Una storia che, seppur in grandi linee, merita di essere raccontata, non per suscitare pietismo, ma per dare un senso alla nostra fedeltà ai poveri.

Lo ha detto Papa Francesco nell’omelia di quel giorno, esortandoci a uscire dal l’indifferenza: “Non basta non fare del male”, ha detto il Papa, “bisogna fare del bene, bisogna fare fruttare i talenti che si hanno a disposizione”.

Parole che da sole rappresentano il nostro mandato per il nuovo anno.

Nel nostro caso i talenti sono il Sistema ACLI, i progetti, i Servizi, i circoli, i volontari, che, insieme, ci permettono di creare un modello di azione sociale volto all’inclusione attiva delle persone fragili come Diana.

Un modello che fa fronte ai bisogni primari, fornendo risposte alle emergenze con “il pane A Chi Serve 2.0” o con il Taxi sociale; che passa all’esigibilità dei diritti, attraverso i Servizi (ad esempio il nostro Patronato sta valutando se Diana abbia diritto a un adeguamento della pensione a 600 euro); poi alle politiche attive, in primis il lavoro anche attraverso i percorsi professionalizzanti. Tutto questo mentre continuiamo a fare da pungolo alle Istituzioni, per prevenire e sostenere queste storie di disagio.

Penso alla proposta del REI a livello nazionale, che, grazie anche all’impegno delle ACLI che sono state in prima fila, adesso è legge, alla campagna “Ero straniero”, ma anche alle tante proposte che facciamo a livello locale per un welfare sartoriale dal basso, come l’anagrafe delle fragilità, che abbiamo proposto su Roma, anche se, purtroppo, qui siamo ancora inascoltati.

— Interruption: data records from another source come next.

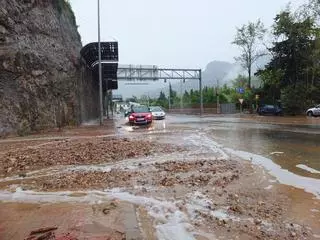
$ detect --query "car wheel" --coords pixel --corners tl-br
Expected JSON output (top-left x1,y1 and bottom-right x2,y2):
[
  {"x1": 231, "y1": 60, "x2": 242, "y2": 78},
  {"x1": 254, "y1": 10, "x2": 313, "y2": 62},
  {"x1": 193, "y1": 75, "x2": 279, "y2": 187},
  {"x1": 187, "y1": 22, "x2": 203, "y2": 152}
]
[{"x1": 307, "y1": 111, "x2": 313, "y2": 117}]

Il nostro modello di inclusione, inoltre, si completa con le attività aggregative nelle parrocchie, nei nostri circoli e nuclei. Un vero e proprio antidoto alla solitudine, che chiude un cerchio di protezione sociale attorno alle persone più fragili della nostra città.

Ecco, questa è l’altra sfida che ci traghetta nel nuovo anno: continuare a dare il nostro contributo alla Buona Politica, perché è questa che può fare delle tantissime Diana che ogni giorno ciascuno di noi incontra, delle persone meno fragili.

Solo così saremo in grado di generare quegli “anticorpi” di cui parlava Papa Francesco nella preghiera alla Vergine Maria in Piazza di Spagna, lo scorso 8 dicembre. Anticorpi “contro alcuni virus dei nostri tempi: l’indifferenza;.. la maleducazione civica;… la paura del diverso e dello straniero; il conformismo travestito da trasgressione; l’ipocrisia di accusare gli altri, mentre si fanno le stesse cose; la rassegnazione al degrado ambientale ed etico; lo sfruttamento di tanti uomini e donne”.

Pensiamoci in questi giorni di Avvento che ci avvicinano al Santo Natale, un periodo speciale che cogliamo come occasione per farvi i migliori auguri con la Speranza di tornare tra qualche settimana ricchi non solo di buoni auspici, come se ne fanno tanti in questo periodo, ma anche di buoni propositi e tante nuove idee per dare concretezza alle nostre fedeltà, per provare a scrivere insieme a voi nuove storie dal lieto fine, storie di “anticorpi” capaci di far vincere il Bene Comune.